Jóhanna Kristín Yngvadóttir (1953-1991)
Jóhanna Kristín Yngvadóttir was born in Reykjavík in 1953. In 1972-76 she studied at the Icelandic College of Art and Crafts, in 1976-77 at the De Stichting de Vrije Academie in Hague, and in 1977-80 at the Rijksacademie van Beeldende Kunsten in Amsterdam, Holland. A resurgence took place in painting in the early 1980s when the "New Wave" or "New Painting", originating from Germany and Italy, swept Europe. Like the new painters, Jóhanna Kristín reassesses expressionism and uses it as the starting-point for personal creation. In particular she seems to have looked towards the Die Brücke group that was founded in Dresden in 1905, and her sensitive and frank interpretation of her subject reveals an affinity with the works of the Norwegian painter Edward Munch (1863-1944).

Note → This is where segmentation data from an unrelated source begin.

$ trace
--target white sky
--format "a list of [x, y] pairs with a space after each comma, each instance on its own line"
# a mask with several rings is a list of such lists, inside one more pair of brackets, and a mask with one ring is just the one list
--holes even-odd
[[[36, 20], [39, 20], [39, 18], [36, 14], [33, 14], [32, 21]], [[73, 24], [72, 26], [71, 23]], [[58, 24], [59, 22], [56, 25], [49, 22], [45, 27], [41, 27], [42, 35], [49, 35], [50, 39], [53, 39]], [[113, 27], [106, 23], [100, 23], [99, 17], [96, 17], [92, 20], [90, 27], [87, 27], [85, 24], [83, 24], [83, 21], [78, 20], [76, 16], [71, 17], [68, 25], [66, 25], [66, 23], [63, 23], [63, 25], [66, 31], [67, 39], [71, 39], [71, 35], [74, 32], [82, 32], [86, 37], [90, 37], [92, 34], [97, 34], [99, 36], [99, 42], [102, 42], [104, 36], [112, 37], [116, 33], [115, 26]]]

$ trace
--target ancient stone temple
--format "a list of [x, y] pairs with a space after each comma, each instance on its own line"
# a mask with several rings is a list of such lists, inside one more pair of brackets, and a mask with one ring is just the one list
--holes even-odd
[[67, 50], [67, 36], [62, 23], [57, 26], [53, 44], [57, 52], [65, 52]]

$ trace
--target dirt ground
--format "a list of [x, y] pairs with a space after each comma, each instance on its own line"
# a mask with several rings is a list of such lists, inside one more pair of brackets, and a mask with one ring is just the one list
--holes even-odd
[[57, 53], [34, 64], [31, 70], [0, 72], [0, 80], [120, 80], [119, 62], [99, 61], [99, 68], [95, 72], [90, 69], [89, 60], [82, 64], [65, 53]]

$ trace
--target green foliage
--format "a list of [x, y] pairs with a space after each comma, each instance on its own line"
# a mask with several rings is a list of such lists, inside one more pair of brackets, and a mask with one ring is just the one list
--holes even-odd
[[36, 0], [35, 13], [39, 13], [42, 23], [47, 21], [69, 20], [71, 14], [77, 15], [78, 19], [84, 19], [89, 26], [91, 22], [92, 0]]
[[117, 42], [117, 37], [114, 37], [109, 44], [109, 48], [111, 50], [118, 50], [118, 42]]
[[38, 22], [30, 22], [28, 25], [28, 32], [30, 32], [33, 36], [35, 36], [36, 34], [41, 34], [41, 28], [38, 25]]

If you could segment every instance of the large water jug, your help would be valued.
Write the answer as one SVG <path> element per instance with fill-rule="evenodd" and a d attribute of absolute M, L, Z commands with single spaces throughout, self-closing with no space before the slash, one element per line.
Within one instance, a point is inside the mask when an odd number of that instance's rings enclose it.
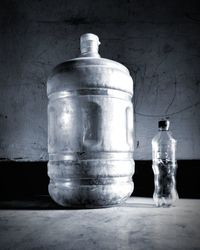
<path fill-rule="evenodd" d="M 78 58 L 48 78 L 49 194 L 66 207 L 107 207 L 133 191 L 133 81 L 81 36 Z"/>

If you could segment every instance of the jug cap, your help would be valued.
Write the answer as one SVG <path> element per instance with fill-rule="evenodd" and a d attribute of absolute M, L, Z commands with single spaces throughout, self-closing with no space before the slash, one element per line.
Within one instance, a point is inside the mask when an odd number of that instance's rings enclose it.
<path fill-rule="evenodd" d="M 80 38 L 81 57 L 100 57 L 98 50 L 99 37 L 92 33 L 85 33 Z"/>
<path fill-rule="evenodd" d="M 159 130 L 169 130 L 170 121 L 168 119 L 162 119 L 158 121 Z"/>

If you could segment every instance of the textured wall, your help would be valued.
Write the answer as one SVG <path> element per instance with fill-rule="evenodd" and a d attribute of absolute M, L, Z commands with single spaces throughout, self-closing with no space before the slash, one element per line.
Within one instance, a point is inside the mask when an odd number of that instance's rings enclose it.
<path fill-rule="evenodd" d="M 79 36 L 135 82 L 135 159 L 151 158 L 157 120 L 169 116 L 179 159 L 200 158 L 198 1 L 1 1 L 0 158 L 47 160 L 46 79 L 79 54 Z M 123 83 L 122 83 L 123 84 Z"/>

In her works, Jóhanna Kristín generally did not formalize the external appearance or features of her models, using instead the stuff of daily life - people around her and no less herself - to interpret deep human truths beyond the mundane. This sensitive emotional insight and interpretation plays along the entire scale of feelings, but in the course of time, sorrow, fear and desperation are given the most space. She used internal and external reality alike as raw material to mediate deep-rooted emotions, and the conceptual world appearing on her canvases is often chilling. Yngvadottir died in March 1991, after prolonged periods of ill-health.